Un débat s’est engagé entre économistes dans ces colonnes concernant les performances relatives des Etats-Unis et de l’Union européenne (UE). Gabriel Zucman affirme, le 17 décembre 2025, que l’UE n’a pas « décroché » ; François Bourguignon répond, le 23 décembre 2025, que « le cœur de l’Europe s’appauvrit d’année en année » : ce sont surtout les économies des Etats membres les plus récents qui ont continué à croître à un rythme important.
Comparer l’UE et les Etats-Unis se heurte à deux limites. D’une part, ces deux ensembles présentent des modèles socio-économiques très différents : les dépenses publiques sont nettement plus élevées au sein de l’UE – 49,2 % du produit intérieur brut (PIB) pour seulement 39,1 % aux Etats-Unis – et les inégalités sont bien plus élevées aux Etats-Unis. Surtout, une grande partie des choix économiques et sociaux au sein de l’Europe relève encore des Etats membres (politique budgétaire et fiscale, protection sociale, système d’éducation etc.).

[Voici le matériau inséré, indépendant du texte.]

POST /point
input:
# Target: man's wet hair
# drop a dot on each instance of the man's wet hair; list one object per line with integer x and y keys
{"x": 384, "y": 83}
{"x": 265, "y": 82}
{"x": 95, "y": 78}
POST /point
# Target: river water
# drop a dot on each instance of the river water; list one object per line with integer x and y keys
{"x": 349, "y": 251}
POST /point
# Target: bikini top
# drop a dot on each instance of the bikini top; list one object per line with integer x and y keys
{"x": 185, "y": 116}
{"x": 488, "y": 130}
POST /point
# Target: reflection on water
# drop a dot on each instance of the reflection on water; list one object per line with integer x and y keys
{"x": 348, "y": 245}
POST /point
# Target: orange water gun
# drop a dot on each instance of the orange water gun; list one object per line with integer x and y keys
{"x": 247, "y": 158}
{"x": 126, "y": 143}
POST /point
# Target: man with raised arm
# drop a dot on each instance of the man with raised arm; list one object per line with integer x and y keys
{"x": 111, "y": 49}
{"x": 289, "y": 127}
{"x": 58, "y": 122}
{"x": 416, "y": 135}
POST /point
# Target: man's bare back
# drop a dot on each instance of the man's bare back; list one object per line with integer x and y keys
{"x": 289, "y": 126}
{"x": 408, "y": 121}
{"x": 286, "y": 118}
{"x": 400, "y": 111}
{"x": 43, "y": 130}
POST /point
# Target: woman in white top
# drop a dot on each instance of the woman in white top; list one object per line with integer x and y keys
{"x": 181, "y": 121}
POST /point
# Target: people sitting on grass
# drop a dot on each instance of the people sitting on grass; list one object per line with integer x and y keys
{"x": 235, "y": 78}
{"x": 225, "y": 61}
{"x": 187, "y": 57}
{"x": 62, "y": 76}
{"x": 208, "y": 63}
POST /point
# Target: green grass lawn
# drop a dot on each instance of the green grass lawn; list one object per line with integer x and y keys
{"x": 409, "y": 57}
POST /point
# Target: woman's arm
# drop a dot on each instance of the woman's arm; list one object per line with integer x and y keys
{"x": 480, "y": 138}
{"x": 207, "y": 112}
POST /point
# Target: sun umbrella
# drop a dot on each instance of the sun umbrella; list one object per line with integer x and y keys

Il faut donc s’intéresser aussi aux différences qui existent entre les Etats de l’Union eux-mêmes, et qui ne tiennent pas uniquement au rattrapage dont ont bénéficié les membres récents de l’est du continent. Certains membres plus anciens ont en réalité tiré davantage leur épingle du jeu que les autres, en matière de PIB par habitant, de productivité horaire globale, d’émissions de CO2, ou d’inégalités.
Au début des années 1990, les performances économiques des pays d’Europe de l’Ouest étaient relativement homogènes et proches de celles des Etats-Unis. Une trentaine d’années plus tard, l’écart entre les Etats-Unis et l’Union européenne s’est creusé, mais ce qui est peut-être plus intéressant, c’est de constater qu’une nette divergence est apparue au sein des pays de l’Europe de l’Ouest eux-mêmes.
Deux groupes se détachent notamment. Dans le premier (Allemagne, Autriche, Belgique, Danemark, Pays-Bas, Suède), les performances ont globalement suivi celles des Etats-Unis : le PIB par habitant (corrigé de l’inflation et des différences de niveau de vie) atteint un niveau comparable à celui des Etats-Unis et il a, dans la plupart des cas, augmenté de 50 % à 60 % depuis 1990 (et même de 65 % aux Pays-Bas !), ce qui est proche de la performance américaine (+ 70 %).